Horse Island

Geography
- Location: Roaring Water bay
- Coordinates: 51°30′58″N 9°28′05″W﻿ / ﻿51.516°N 9.468°W
- Area: 0.635 km^{2} (0.245 sq mi)

Administration
- Ireland
- Province: Munster
- County: Cork
- Barony: Carbery West

Demographics
- Population: 1 (2022)

= Horse Island, County Cork =

Small inhabited island in Ireland

Horse Island (Gaeilge: Oileán na gCapall) is a small inhabited island in Roaringwater Bay, County Cork, Ireland, off the coast of Schull, that forms part of Carbery's Hundred Isles. No ferry service operates to and from the island; however, there is a pier, a heliport and a road on the island.

The island is privately owned and in 2018 was offered for sale for the price of €6,750,000. The property ultimately sold for a price of €5,500,000 to a European Ultra high-net-worth individual in July 2020. Due to the pandemic, the buyer was not allowed to tour the island but viewed a video tour about its amenities.

==History==
In the 19th century, a copper mine was operated on the 157 acre island by West Cork Mining Company, owned most recently by West Cork Mining Company, employing approximately 100 miners at one time. The mine started operating in 1820 and closed in 1874. At its peak in 1841, the island's population was 137. The last permanent resident, Paddy McCarthy, left Horse Island in 1965. In his time, there were only five families on the island. Willie Harcourt-Cooze's father bought Horse Island, where he started farming and living a self-sufficient life.

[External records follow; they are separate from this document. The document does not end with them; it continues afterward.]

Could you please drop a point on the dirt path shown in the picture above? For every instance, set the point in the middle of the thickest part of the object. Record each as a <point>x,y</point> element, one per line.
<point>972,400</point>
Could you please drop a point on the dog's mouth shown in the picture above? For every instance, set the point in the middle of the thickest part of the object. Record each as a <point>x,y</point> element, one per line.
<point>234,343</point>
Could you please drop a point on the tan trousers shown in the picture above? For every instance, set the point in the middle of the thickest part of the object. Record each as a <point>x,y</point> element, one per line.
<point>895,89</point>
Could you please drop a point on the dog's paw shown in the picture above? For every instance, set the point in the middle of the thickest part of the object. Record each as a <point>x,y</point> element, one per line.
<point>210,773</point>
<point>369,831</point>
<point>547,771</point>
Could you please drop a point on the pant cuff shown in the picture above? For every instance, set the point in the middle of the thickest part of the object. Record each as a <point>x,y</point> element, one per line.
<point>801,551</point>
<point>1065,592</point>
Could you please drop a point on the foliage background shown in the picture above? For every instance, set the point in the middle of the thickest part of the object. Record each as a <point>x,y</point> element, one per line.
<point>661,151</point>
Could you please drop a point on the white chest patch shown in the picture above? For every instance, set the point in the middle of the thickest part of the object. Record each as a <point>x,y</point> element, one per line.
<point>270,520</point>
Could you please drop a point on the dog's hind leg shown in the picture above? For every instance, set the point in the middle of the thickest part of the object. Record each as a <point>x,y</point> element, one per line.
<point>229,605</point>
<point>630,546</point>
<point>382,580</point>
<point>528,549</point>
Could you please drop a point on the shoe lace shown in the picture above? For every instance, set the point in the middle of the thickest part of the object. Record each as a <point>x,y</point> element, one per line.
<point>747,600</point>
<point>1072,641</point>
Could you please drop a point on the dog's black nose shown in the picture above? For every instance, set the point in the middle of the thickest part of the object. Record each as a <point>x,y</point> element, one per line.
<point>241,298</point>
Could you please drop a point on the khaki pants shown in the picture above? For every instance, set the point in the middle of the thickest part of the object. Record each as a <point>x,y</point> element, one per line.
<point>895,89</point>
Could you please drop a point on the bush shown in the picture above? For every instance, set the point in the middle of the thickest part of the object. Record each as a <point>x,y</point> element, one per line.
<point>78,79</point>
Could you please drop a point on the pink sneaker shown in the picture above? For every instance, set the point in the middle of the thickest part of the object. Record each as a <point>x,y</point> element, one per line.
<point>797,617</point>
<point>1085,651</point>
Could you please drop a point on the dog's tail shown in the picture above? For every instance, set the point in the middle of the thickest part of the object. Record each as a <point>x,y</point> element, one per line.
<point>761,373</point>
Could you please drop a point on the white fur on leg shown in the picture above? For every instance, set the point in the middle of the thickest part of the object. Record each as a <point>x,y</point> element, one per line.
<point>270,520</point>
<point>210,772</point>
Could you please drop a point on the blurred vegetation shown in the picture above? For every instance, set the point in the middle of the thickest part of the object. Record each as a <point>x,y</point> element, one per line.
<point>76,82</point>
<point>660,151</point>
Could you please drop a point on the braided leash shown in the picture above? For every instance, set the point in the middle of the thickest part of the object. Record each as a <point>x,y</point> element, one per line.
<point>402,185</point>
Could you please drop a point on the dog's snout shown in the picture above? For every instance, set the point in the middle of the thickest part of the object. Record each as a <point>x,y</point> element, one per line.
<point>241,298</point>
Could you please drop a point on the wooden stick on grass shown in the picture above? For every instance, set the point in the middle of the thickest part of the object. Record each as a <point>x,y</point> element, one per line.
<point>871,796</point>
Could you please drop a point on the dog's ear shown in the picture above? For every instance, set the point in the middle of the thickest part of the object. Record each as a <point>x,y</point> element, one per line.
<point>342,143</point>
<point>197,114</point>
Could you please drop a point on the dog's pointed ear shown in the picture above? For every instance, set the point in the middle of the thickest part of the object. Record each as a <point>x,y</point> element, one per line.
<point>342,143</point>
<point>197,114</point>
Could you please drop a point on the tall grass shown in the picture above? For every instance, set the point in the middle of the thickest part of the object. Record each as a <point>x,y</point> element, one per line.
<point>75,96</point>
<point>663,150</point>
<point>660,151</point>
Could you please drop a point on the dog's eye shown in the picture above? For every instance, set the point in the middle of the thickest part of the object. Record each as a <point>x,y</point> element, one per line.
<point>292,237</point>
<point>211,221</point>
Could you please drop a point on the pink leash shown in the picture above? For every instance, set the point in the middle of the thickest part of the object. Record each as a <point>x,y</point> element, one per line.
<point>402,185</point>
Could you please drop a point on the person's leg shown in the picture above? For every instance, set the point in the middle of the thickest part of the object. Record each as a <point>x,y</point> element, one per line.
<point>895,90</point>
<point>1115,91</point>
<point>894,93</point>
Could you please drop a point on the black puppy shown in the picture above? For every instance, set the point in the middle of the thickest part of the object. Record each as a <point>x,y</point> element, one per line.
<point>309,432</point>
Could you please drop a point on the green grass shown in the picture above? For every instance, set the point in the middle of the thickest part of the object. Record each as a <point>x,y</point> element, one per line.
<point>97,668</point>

For some years, the island was owned by Gert Kölbel, a wealthy German (inventor of the Bullworker), who renovated a few of the buildings in the 1980s. It was sold to financier Adrian Fitzgibbon and wife Deborah in 2007. In less than a year, they turned a barn into the main house. By the time they listed it for sale in 2018, "The island has seven houses, including a six-bedroom main home, plus a pier, helipad, gym, tennis court ... its own electricity, water and sewage systems" according to The Guardian. Another source added that the island also included "six guesthouses and guest cottages", three diesel generators, wind turbines" and pipes to an underwater aquifer for drinking water.

In 2014, an attempt had been made by the Fitzgibbon family to set up an Irish whiskey distillery and visitor centre on the island, but planning permission was refused by An Bord Pleanála. The couple had also attempted to raise Wagyu cattle but that plan did not work successfully. The island still had a "main cattle shed, an implement shed [and a] workshop" as of 2019.

As of June 2018, the island had a permanent caretaker.